In addition to using grotesque imagery that reflects the current fears or scientific advancements of a society, authors often use it as a tool to speak out against certain cultural ideals. Being a woman living in the 1950s, Carson McCullers did not adhere to the strict gender roles of her time. Known to dress in trousers and write against the grain of heterosexual convention, McCullers used grotesque imagery to characterize Miss Amelia, the main character in her story Ballad of the Sad Cafe. Miss Amelia is described as “a dark, tall woman with bones and muscles like a man. Her hair was cut short and brushed back from the forehead, and there about her sunburned face was a tense, haggard quality.” (McCullers). This imagery is complete opposite of what one would expect a woman to look like in this time.
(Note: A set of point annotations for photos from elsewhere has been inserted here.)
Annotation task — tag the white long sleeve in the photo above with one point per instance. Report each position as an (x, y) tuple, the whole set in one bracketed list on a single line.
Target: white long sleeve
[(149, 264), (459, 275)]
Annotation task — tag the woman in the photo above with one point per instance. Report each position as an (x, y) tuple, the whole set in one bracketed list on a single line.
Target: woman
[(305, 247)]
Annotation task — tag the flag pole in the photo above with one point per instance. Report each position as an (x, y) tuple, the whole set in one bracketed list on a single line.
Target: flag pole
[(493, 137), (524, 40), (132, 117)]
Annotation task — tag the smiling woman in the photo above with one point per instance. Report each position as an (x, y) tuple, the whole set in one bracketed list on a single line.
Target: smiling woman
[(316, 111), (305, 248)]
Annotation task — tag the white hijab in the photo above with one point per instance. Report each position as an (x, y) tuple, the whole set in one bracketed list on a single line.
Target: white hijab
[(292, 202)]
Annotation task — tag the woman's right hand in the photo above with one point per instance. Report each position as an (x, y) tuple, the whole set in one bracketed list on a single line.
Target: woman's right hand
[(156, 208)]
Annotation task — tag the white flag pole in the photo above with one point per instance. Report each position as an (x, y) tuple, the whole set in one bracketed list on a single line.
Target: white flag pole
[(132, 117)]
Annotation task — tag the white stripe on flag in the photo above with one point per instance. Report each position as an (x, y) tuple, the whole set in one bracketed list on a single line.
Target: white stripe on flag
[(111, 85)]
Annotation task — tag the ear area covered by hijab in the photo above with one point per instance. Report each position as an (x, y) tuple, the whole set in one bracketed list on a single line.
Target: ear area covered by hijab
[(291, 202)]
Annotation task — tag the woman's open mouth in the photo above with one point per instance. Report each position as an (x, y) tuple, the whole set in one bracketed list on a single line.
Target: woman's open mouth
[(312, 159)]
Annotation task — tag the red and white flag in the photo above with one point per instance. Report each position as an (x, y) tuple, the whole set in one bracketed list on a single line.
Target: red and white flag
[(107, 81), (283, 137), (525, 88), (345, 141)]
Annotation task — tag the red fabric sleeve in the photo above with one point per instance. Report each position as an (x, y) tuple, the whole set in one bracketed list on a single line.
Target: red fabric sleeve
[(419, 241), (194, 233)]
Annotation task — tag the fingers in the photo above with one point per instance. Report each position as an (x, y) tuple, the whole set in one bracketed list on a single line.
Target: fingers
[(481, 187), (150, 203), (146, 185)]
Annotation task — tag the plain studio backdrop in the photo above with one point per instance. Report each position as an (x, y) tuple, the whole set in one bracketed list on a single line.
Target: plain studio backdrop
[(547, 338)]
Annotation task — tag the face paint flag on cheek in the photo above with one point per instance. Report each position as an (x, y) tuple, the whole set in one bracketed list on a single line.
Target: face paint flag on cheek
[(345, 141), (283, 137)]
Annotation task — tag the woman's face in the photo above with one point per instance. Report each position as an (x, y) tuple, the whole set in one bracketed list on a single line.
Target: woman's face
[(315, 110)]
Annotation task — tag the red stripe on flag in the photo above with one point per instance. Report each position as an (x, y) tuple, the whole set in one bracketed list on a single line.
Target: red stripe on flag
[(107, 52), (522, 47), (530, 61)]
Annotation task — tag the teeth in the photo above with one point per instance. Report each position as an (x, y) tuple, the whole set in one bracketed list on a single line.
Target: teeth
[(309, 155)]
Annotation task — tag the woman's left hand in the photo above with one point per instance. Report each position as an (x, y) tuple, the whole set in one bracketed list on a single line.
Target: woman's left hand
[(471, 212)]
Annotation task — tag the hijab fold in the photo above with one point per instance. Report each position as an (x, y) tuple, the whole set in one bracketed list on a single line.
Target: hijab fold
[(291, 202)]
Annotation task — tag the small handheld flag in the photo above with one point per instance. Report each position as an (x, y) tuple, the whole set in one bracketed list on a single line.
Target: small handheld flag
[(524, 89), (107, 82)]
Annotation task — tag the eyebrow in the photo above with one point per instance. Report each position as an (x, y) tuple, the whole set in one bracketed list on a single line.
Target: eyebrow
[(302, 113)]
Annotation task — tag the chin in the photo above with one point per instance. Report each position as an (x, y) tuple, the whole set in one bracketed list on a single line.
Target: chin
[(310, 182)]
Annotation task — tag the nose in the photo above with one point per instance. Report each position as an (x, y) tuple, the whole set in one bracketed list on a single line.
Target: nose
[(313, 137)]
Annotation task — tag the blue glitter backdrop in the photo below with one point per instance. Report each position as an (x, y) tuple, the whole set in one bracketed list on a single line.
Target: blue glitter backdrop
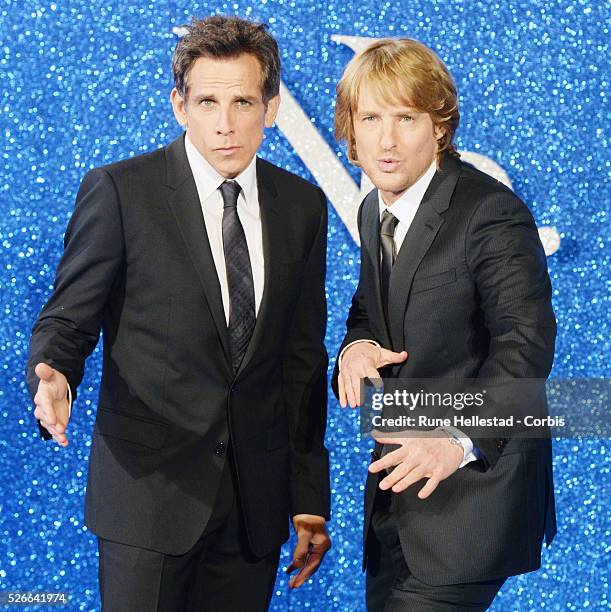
[(87, 83)]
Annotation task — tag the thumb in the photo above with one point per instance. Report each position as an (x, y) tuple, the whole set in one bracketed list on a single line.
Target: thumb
[(391, 357), (44, 372)]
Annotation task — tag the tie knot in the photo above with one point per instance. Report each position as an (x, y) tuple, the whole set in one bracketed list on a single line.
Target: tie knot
[(388, 224), (230, 191)]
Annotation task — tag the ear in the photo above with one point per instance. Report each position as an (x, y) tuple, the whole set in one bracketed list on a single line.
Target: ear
[(178, 106), (438, 131), (272, 110)]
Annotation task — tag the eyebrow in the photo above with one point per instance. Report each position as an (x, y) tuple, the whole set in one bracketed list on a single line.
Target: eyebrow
[(205, 96), (401, 111)]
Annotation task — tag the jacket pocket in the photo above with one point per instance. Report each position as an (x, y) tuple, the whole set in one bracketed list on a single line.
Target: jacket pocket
[(434, 281), (133, 429)]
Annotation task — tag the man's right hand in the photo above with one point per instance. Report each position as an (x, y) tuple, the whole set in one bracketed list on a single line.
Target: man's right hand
[(362, 360), (52, 406)]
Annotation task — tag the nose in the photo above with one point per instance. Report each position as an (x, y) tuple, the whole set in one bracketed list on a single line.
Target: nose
[(388, 138), (224, 122)]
By portraying Miss Amelia in this way, McCullers is challenging the conventional roles of women during this time, who were expected to dress and behave in a feminine, housewife-like way. Miss Amelia was also described in the story as having a total lack of interest in her husband, Marvin Macy. This further contributes to McCullers challenging of gender roles and sexuality.
The coupling of the grotesque and Gothic literature is one that has proven to be a favorite among critics. The two compliment each other because they are both associated with vice and disorder. In his scholarly essay titled “Gothic Fiction and the Grotesque”, Maximillian Novak writes, “The secret passageways, caves and grottoes introduced into Gothic fiction by Walpole do not function merely as setting. They evoke the world of psychological terror as surely as, for the romances, a bank of jasmines in an arbor evoked the world of love.” (Novak 59) This statement provides insight about how grotesque imagery can enhance and exaggerate the morbid tone that is often associated with Gothic fiction. As mentioned earlier, by describing characters like Hyde, Cousin Lymon, and Miss Amelia in such absurd and freakish terms, the author is able to evoke a strong reaction from the reader by drawing attention to the character and the purpose he/she/it is intended to serve in the story.
Although Gothic literature and the Grotesque share similar components, there are a few distinctions between them. Gothic is defined by Merriam-Webster as: adj., “of or relating to a style of writing that describes strange or frightening events that take place in mysterious places.” The genre of Gothic literature was started by Horace Walpole in 1765, and has since evolved to include sub genres such as the Southern Gothic. The Grotesque is not considered a type of literature, but rather a literary device used to exaggerate certain Gothic themes. Grotesque imagery serves to draw attention to a particular character or idea rather than the whole setting and tone of the work, as in Gothic fiction.
As demonstrated through the works of Stevenson and McCullers, utilizing the Grotesque in Gothic literature is a highly effective way to deliver a message to the reader in a way that is bound to cause shock and speculation about the writer’s true intent. Challenging conventional body norms and drawing on political issues through use of grotesque imagery and allegory have been common patterns in Gothic fiction for centuries, and will continue to tie into concerns central to humanistic debate today, including representations of race and gender, government, and globalization.